After 20 years of observing enterprise software development from the front lines, undeniable trends over the past few years are clear. It’s about migrating your database to the cloud.

I was already involved in several migration projects, where the goal was to migrate an existing on-premises database to an Amazon Web Services (AWS) cloud database. You can see how easy this is if you look at the AWS documentation, but my point here is that implementing such a plan is not always easy and can lead to failure in some cases. That means there is.

Data cloud migration
Data cloud migration

This post covers real-life experiences when:

  • Source : In theory, it doesn’t really matter what the source is (you can use a very similar approach for most of the most popular DBs). Oracle has been the database system of choice for large enterprises for many years. That’s my focus.
  • Target : There is no reason to be specific on this aspect. You can choose any target database in AWS and this approach will still fit.
  • Mode : You can do a full refresh or an incremental refresh. Batch data loads (source and target states are deferred) or (near) real-time data loads. I’ll touch on both here.
  • Frequency : A one-time migration followed by a complete switch to the cloud, or a period of transition where data needs to be up to date on both sides at the same time. This means developing daily synchronization between on-premises and AWS. The former is simpler and makes much more sense, while the latter is requested more often and has far more breakpoints. We will discuss both here.

Problem description

Often the requirements are simple.

Since we want to start developing the service within AWS, please copy all the data to the “ABC” database. Quick and easy. Now I need to use data in AWS. Later on, consider which parts of the DB design need to be changed to accommodate your activities.

There are some things to consider before proceeding.

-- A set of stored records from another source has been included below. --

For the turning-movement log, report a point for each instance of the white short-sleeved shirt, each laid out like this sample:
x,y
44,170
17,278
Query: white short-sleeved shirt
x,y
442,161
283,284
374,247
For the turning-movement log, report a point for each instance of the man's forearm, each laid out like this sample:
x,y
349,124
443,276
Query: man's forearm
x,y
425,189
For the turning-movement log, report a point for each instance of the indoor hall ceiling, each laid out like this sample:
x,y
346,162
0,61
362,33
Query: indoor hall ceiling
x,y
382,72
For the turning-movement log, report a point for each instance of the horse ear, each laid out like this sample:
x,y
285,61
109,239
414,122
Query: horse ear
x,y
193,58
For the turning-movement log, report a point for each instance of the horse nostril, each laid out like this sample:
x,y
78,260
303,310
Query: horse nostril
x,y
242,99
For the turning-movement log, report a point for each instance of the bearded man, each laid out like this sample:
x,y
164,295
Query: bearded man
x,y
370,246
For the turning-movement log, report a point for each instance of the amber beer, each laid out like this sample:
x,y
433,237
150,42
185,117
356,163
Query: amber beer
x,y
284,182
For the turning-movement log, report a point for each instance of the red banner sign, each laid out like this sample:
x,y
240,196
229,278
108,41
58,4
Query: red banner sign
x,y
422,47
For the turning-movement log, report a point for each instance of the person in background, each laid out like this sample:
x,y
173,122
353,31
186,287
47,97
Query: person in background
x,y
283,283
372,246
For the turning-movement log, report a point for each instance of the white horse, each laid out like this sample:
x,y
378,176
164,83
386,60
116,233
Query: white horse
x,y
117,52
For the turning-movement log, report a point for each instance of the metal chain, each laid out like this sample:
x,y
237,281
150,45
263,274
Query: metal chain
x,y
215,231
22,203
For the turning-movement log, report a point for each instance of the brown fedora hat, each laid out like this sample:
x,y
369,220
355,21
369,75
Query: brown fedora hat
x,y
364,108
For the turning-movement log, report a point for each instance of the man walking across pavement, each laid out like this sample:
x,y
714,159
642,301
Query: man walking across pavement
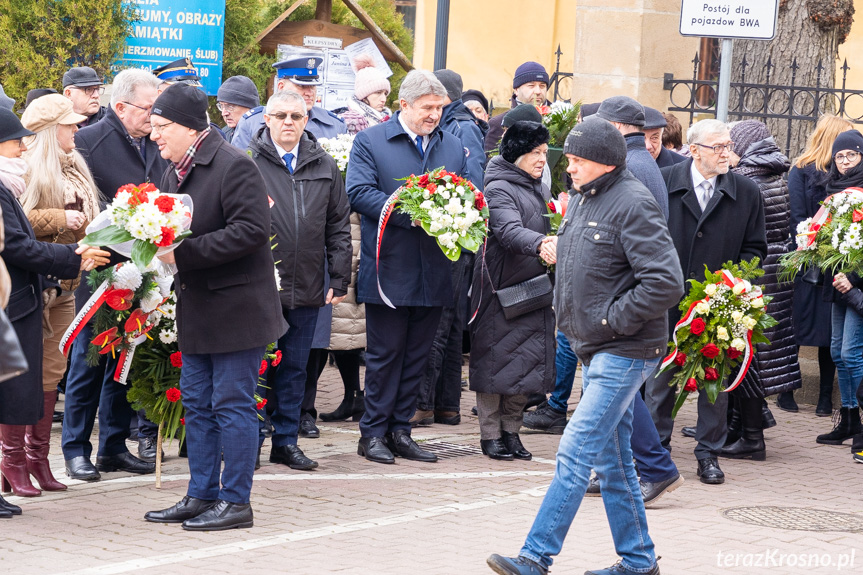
x,y
714,216
413,271
617,273
309,219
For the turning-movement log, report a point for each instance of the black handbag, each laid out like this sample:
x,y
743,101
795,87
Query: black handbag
x,y
12,360
525,297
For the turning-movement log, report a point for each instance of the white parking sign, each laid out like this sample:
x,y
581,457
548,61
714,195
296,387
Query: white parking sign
x,y
745,19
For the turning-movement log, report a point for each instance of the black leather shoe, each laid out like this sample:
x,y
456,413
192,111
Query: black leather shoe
x,y
81,468
221,516
513,445
293,457
375,449
709,472
147,449
11,509
187,508
495,449
308,427
401,445
651,492
124,462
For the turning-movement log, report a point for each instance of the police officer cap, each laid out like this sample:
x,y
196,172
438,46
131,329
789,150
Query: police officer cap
x,y
302,71
179,71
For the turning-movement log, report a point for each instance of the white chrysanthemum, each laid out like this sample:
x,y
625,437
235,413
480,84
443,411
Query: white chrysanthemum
x,y
151,300
127,276
168,336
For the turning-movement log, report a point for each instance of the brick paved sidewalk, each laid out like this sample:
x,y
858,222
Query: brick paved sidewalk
x,y
352,516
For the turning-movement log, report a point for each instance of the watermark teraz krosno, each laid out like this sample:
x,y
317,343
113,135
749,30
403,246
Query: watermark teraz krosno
x,y
776,559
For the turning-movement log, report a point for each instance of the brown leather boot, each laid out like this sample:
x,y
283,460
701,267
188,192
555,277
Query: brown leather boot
x,y
37,442
13,466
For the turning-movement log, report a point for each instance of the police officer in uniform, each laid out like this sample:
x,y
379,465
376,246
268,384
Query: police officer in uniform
x,y
301,76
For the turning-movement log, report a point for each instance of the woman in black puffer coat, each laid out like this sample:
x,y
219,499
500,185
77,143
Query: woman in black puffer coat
x,y
774,367
511,358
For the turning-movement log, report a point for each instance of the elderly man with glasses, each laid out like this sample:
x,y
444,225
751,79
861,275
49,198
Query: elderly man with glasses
x,y
83,86
714,216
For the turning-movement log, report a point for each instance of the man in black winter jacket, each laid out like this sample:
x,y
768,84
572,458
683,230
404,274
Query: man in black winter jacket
x,y
310,212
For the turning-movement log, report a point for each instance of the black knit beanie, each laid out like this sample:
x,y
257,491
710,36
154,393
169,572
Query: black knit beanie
x,y
183,104
521,138
597,140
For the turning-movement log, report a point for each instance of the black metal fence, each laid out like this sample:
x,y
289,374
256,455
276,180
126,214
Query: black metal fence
x,y
786,103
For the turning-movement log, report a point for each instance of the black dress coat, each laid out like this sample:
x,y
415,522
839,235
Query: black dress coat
x,y
515,356
226,289
731,228
33,266
774,367
812,307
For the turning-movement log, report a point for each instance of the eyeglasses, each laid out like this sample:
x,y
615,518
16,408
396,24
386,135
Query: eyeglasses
x,y
147,109
719,148
157,128
90,90
282,116
849,157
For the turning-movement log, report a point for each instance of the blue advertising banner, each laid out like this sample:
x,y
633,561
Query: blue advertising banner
x,y
168,30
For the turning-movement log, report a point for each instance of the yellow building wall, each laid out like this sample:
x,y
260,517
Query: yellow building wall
x,y
488,39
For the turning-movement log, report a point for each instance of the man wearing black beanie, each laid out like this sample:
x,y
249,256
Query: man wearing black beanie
x,y
617,274
224,278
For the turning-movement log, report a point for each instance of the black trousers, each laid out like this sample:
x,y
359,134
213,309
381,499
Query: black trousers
x,y
397,351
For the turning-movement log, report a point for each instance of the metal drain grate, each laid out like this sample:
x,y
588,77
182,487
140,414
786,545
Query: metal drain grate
x,y
796,519
445,450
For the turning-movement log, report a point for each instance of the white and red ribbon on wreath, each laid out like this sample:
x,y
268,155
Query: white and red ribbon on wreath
x,y
386,212
729,280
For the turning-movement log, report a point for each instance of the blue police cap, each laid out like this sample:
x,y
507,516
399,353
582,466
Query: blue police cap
x,y
302,71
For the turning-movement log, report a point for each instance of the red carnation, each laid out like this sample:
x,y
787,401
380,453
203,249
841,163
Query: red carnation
x,y
119,299
710,351
167,237
164,203
478,200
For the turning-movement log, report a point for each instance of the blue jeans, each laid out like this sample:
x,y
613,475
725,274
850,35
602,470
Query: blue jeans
x,y
565,363
598,437
846,347
221,421
290,378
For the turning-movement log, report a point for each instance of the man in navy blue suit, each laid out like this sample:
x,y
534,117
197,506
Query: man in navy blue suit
x,y
413,271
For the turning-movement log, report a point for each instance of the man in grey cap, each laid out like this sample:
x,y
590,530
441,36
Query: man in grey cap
x,y
83,86
301,76
6,101
654,125
236,96
615,244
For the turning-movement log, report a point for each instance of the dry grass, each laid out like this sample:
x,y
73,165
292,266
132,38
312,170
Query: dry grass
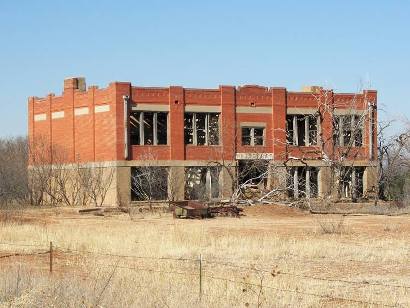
x,y
278,251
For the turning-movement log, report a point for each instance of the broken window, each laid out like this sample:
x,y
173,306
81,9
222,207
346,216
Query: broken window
x,y
351,182
302,182
149,183
348,130
252,136
148,128
301,129
201,128
202,183
253,172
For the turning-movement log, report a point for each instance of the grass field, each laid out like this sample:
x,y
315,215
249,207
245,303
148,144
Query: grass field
x,y
272,257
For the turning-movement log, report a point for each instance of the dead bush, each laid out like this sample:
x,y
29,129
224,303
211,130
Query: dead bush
x,y
332,225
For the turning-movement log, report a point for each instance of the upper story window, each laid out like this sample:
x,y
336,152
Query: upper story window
x,y
302,130
253,136
148,128
348,130
201,128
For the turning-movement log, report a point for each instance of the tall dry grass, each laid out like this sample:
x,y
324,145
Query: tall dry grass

  • Don’t jump too far into the idea of ​​”copying what I have and dealing with it later.” So, yes, this is the easiest and quickest to complete, but it also creates fundamental architectural issues that would be impossible to fix later on without majorly refactoring large parts of the new cloud platform. problems may occur. . Imagine that the cloud ecosystem is completely different than the on-premises ecosystem. Several new services will be introduced in the future. Naturally, people will start using the same thing in completely different ways. Replicating on-premises state one-to-one to the cloud is almost always a bad idea. This may apply to your particular case, but be sure to double-check.
  • Question your requirements with meaningful questions such as:
    • Who is the typical user of the new platform? On-premises, they can be transactional business users. In the cloud, you can be a data scientist or data warehouse analyst, or the primary user of your data can be a service (Databricks, Glue, machine learning models, etc.).
    • Do you expect normal day-to-day operations to continue after moving to the cloud? If not, how do you expect them to change?
    • Are you planning for your data to grow significantly over time? The answer is probably yes. Because that’s often the single most important reason to move to the cloud. New data models must be prepared to accommodate it.
  • End users are expected to think about the typical expected queries that the new database will receive from users. This defines how much the existing data model needs to change to remain relevant to performance.

Migration setup

Once you have selected your target database and thoroughly discussed your data model, the next step is to become familiar with the AWS Schema Conversion Tool. There are several areas where this tool can be useful.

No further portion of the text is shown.